O Habeas Corpus em virtude de detenção ilegal
Estabelece o número 1 do artigo 220.º do Código de Processo Penal que, “os detidos à ordem de qualquer autoridade podem requerer ao juiz de instrução da área onde se encontrarem que ordene a sua imediata apresentação judicial, com algum dos seguintes fundamentos:
a) Estar excedido o prazo para entrega ao poder judicial;
b) Manter-se a detenção fora dos locais legalmente permitidos;
c) Ter sido a detenção efetuada ou ordenada por entidade incompetente;
d) Ser a detenção motivada por facto pelo qual a lei a não permite.”

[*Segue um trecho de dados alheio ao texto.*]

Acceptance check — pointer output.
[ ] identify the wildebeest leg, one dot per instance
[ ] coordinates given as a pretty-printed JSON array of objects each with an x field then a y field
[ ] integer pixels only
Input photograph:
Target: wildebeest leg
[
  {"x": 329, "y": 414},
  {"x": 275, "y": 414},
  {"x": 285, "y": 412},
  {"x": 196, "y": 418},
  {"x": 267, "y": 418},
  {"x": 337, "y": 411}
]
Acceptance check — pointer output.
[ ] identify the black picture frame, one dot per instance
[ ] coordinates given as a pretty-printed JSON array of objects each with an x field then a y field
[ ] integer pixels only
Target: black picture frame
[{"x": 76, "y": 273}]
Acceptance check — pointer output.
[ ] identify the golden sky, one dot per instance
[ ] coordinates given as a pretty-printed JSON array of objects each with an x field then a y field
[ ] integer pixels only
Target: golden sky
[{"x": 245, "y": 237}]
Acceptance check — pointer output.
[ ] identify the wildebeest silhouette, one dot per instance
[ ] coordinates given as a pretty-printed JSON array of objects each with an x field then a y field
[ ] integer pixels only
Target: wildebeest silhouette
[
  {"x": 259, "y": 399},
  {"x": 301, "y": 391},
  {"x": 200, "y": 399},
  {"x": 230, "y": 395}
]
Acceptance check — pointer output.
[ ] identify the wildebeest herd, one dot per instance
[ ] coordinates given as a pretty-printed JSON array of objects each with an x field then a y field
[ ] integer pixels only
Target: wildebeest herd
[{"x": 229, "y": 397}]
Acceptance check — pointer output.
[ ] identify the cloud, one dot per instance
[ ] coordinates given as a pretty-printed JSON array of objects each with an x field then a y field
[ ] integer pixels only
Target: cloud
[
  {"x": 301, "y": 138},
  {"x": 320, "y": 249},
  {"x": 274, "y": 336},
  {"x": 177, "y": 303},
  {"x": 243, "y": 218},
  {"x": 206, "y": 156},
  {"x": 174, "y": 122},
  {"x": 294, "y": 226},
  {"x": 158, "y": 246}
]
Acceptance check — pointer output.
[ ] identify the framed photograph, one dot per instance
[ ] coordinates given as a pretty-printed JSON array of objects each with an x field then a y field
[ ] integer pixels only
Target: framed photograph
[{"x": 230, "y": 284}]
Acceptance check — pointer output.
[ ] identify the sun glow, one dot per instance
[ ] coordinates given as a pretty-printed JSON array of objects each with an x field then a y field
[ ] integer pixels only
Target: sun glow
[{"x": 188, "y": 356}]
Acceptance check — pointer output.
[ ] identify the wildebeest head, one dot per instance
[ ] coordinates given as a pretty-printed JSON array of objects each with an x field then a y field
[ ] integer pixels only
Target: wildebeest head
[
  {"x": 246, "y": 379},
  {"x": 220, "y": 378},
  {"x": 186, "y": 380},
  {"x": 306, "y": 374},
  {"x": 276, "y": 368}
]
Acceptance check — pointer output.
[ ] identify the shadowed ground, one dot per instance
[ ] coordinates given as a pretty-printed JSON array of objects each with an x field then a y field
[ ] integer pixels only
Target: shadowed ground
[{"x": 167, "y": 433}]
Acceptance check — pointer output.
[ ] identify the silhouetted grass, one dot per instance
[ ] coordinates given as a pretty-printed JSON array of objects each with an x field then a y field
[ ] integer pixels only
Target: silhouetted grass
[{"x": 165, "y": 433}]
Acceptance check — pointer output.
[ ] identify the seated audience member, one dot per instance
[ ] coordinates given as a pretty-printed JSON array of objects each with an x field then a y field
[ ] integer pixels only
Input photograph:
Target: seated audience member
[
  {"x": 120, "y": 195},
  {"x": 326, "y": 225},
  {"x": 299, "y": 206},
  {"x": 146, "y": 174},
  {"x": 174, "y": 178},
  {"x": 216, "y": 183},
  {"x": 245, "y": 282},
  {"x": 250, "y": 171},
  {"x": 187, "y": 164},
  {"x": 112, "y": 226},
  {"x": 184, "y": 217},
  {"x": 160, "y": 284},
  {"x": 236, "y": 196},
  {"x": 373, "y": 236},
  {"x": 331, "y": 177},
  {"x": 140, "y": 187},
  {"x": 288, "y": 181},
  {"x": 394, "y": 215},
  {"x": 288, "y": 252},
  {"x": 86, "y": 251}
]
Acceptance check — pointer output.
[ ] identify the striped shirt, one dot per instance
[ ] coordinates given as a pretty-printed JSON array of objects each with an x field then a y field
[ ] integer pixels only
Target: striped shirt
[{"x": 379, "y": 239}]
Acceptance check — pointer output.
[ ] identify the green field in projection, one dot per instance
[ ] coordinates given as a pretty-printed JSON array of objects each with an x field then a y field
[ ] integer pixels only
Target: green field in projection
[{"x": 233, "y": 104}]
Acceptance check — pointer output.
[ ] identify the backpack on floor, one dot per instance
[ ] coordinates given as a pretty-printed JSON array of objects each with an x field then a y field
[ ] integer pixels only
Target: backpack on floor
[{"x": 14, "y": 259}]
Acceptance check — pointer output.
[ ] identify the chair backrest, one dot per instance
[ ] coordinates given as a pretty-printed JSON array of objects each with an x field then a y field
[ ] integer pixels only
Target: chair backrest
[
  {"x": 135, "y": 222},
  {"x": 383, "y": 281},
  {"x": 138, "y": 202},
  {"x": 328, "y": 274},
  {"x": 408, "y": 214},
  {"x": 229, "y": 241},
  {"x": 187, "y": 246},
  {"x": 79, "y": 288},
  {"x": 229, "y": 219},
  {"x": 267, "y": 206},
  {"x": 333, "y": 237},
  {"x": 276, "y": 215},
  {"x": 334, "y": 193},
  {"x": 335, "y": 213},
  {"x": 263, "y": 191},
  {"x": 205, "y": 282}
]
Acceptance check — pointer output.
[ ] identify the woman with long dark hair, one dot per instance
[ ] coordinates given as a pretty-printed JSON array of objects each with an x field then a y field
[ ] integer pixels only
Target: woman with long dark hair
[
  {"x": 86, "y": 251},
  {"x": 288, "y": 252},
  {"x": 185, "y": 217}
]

Assim, a Lei estabelece quatro fundamentos concretos que permitem a que um cidadão detido ou qualquer cidadão no gozo dos seus direitos políticos, apresente requerimento de Habeas Corpus. Por exemplo, imagine que um cidadão se encontra detido nas masmorras de uma qualquer local deste antigo Portugal. Não sendo um local legalmente permitido (não é um estabelecimento prisional ou de órgão de polícia criminal), o cidadão em questão podia apresentar a providência em questão junto do Juiz de Instrução Criminal da área onde o detido se encontre.
Se o detido, conforme refere o número 3 do artigo 220.º do Código de Processo Penal, referir à autoridade que o tem detido, que pretende exercer o seu direito à apresentação de Habeas Corpus e esta obstaculizar, de alguma forma, essa apresentação, estaremos perante uma situação de abuso de poder, sendo de aplicar o artigo 382.º do Código Penal onde se estabelece que “o funcionário que, fora dos casos previstos nos artigos anteriores, abusar de poderes ou violar deveres inerentes às suas funções, com intenção de obter, para si ou para terceiro, benefício ilegítimo ou causar prejuízo a outra pessoa, é punido com pena de prisão até 3 anos ou com pena de multa, se pena mais grave lhe não couber por força de outra disposição legal.”
As mais das vezes, a detenção ilegal tem por base uma situação de privação total, precária e condicional da liberdade do cidadão que não resulte de uma decisão judicial e que, muito provavelmente, se encontra entre o momento da captura do cidadão e o despacho judicial que procede à apreciação e validação do ato e à aplicação da prisão preventiva.
O Habeas Corpus em virtude de Prisão Ilegal
Por seu turno, a providência de Habeas Corpus resultante de prisão ilegal, estabelecida no número 1 do artigo 222.º do Código de Processo Penal, pode ser apresentada por qualquer pessoa que se encontre ilegalmente presa perante o Supremo Tribunal de Justiça. No entanto, tem óbvias diferenças relativamente à providência de Habeas Corpus em virtude de detenção ilegal.
Desde logo, a petição é dirigida, em duplicado, ao Presidente do Supremos Tribunal de Justiça e é apresentada perante a autoridade à ordem da qual o cidadão se encontra preso.
Depois, a petição de Habeas Corpus deve ter por base o facto de a prisão ser ilegal por:
“a) Ter sido efetuada ou ordenada por entidade incompetente;
b) Ser motivada por facto pelo qual a lei a não permite; ou
c) Manter-se para além dos prazos fixados pela lei ou por decisão judicial.”
A prisão ilegal tem por base uma situação de privação da liberdade que foi judicialmente controlada e apreciada, daí que o procedimento de Habeas Corpus por prisão ilegal seja diferente relativamente ao relativo à detenção ilegal.